Being adaptable is key to surviving the changes in the media industry.
Executive producer Michelle Lovegrove and chief cameraman Jorge Zarate have seen the different methods of “delivering the work” since starting in the 80s.
“I started in the days of cassette tapes, reels to reels, china blocks, editing blocks, china graph pencils, cards, things like that. And, we played records. So, you can imagine how the industry has changed immensely,” Lovegrove said.
While Lovegrove is also a presenter of indigenous news for current affairs radio show Living Black, she began her career as an editor.
“I love to edit on tape, on physical tape,” she said. “They used to call me the ‘slash queen’ at the ABC. I was their little baby. These people came to me with their reels because I was good at editing them.”
To keep doing what she loves, Lovegrove said she “needed to move” with the changes in the industry. She begged, borrowed and stole ad-copy from radio stations to produce demos of radio adverts. “That was to show, ‘Hey, I can read ads.

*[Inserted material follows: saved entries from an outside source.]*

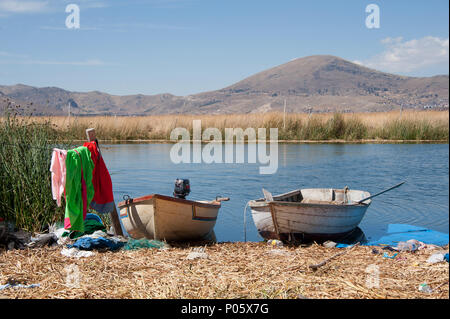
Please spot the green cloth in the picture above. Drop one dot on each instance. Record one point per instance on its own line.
(90, 226)
(74, 200)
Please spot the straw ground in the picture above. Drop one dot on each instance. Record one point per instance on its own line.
(232, 270)
(408, 125)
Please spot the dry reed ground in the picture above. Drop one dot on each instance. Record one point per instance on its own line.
(232, 270)
(159, 127)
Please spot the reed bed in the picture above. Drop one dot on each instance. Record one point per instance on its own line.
(25, 189)
(232, 270)
(400, 126)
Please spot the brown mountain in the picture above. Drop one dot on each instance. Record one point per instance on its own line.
(320, 83)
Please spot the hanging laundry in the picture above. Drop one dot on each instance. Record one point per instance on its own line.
(79, 189)
(58, 169)
(103, 201)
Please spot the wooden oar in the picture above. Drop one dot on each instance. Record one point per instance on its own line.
(382, 192)
(267, 195)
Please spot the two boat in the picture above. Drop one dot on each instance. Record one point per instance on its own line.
(299, 215)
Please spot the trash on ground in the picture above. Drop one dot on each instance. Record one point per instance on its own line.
(385, 255)
(12, 283)
(436, 258)
(425, 288)
(133, 244)
(41, 240)
(409, 245)
(76, 253)
(278, 252)
(329, 244)
(88, 243)
(197, 253)
(275, 242)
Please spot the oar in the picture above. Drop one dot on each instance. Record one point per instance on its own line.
(382, 192)
(267, 195)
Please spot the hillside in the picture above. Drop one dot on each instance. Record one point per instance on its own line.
(320, 83)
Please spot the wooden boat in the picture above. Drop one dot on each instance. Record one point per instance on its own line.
(168, 218)
(303, 214)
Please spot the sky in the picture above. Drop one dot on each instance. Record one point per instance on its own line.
(186, 47)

I can do voicers,'” she said.
“To get a body of work behind you there are various media courses in universities, or TAFE to learn your skills. Internships are offered every year at SBS, as well as the ABC.
“If you’re trying to get into the industry and you’ve got none of those things, you’re going to have to do them because you need to be able to show people what you’ve done. I know it’s the chicken and egg thing, ‘How can I show you I’ve got experience when I don’t have any?’

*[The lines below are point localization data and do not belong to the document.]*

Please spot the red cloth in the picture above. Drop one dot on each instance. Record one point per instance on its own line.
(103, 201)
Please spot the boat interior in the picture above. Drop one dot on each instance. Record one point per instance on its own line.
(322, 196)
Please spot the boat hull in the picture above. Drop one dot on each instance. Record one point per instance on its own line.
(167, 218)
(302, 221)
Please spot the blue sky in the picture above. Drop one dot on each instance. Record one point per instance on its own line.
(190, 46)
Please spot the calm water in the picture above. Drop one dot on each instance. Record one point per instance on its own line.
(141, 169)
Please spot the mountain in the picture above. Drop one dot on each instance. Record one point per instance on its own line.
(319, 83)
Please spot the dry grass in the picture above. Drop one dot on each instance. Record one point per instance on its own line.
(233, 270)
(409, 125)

“You can record video and voiceover demos. There’s free software you can use on your computer at home. So, no one has an excuse not have a demo.”
Zarate, who retires this year as SBS chief cameraman, missed the film days by a matter of months back in 1986. “You’d shoot on film, take it for processing to Telecine. I don’t even know what they did with the audio. That wouldn’t have been simple,” he said.

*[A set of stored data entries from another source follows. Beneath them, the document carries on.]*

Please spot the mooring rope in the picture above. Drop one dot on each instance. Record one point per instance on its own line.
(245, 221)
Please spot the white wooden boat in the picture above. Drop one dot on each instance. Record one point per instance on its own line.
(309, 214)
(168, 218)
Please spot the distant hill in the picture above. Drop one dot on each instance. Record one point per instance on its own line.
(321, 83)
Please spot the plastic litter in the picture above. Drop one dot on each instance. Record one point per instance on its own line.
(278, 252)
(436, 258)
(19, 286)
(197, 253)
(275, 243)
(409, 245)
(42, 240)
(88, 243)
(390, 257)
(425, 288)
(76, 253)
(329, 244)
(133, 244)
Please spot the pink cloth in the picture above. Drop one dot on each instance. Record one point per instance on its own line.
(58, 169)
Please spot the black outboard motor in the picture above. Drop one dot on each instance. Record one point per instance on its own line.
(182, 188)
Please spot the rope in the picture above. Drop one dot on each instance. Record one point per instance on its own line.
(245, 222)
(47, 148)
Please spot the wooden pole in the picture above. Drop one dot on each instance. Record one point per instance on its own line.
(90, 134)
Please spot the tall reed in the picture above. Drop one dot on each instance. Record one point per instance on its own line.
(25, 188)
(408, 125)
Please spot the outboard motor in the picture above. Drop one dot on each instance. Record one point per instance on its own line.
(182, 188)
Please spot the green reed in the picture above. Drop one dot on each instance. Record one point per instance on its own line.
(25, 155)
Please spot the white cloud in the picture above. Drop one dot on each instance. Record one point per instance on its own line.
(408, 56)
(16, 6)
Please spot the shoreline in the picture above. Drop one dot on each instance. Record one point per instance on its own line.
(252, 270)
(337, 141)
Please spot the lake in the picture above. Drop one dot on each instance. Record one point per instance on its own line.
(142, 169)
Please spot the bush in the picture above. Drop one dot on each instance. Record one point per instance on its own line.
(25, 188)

Since then, formats have come and gone.
“News used to go out on two-inch tape, then it went out on one-inch tape. Our cameras became 3/4-inch tape recorders, down to half-inch, then quarter-inch. Now, they’re digital. They’re on cards. How many changes is that?”
When news went digital, things started to change radically.
“Journalists are editing their own stories now. When I was a kid it just didn’t happen. They didn’t know about editing. Now, they’re shooting their own stuff,” Zarate said.
Editing costs were around $200,000 when Zarate started. “Then you needed another $100,000 for a camera, etc. Now, you can do it for about $10,000. A decent camera, a laptop, some software.
“You can do it slower. You can use your mate’s laptop, somebody else’s camera, you can buy things on eBay. I’m just saying $10,000 will get you a great studio set-up, ready for broadcast quality.”
Lovegrove is increasingly being called a media/community representative due to her work on Living Black, but she calls herself a journalist first and foremost.
“In SBS, as a producer, you’re expected to have journalistic skills,” she said. “And, vice versa. With these producing jobs, if you don’t know how to write, if you don’t have those basic skills of journalism, that’s a problem. Are you a journalist or are you a producer? It’s a blurred line as far as I’m concerned.”
When it comes to the current climate in media, the internet, even iPhones and Android technologies, change is the only constant.
Lovegrove said, “You [have] got to remain adaptable. When I started, we were using typewriters. Our AAP and news feeds were pouring through on reams of paper. All that’s changed. Basically, you either adapt or you don’t.” – Photo and report by Mart Basa
Photo of Michelle Lovegrove in the studio for Living Black.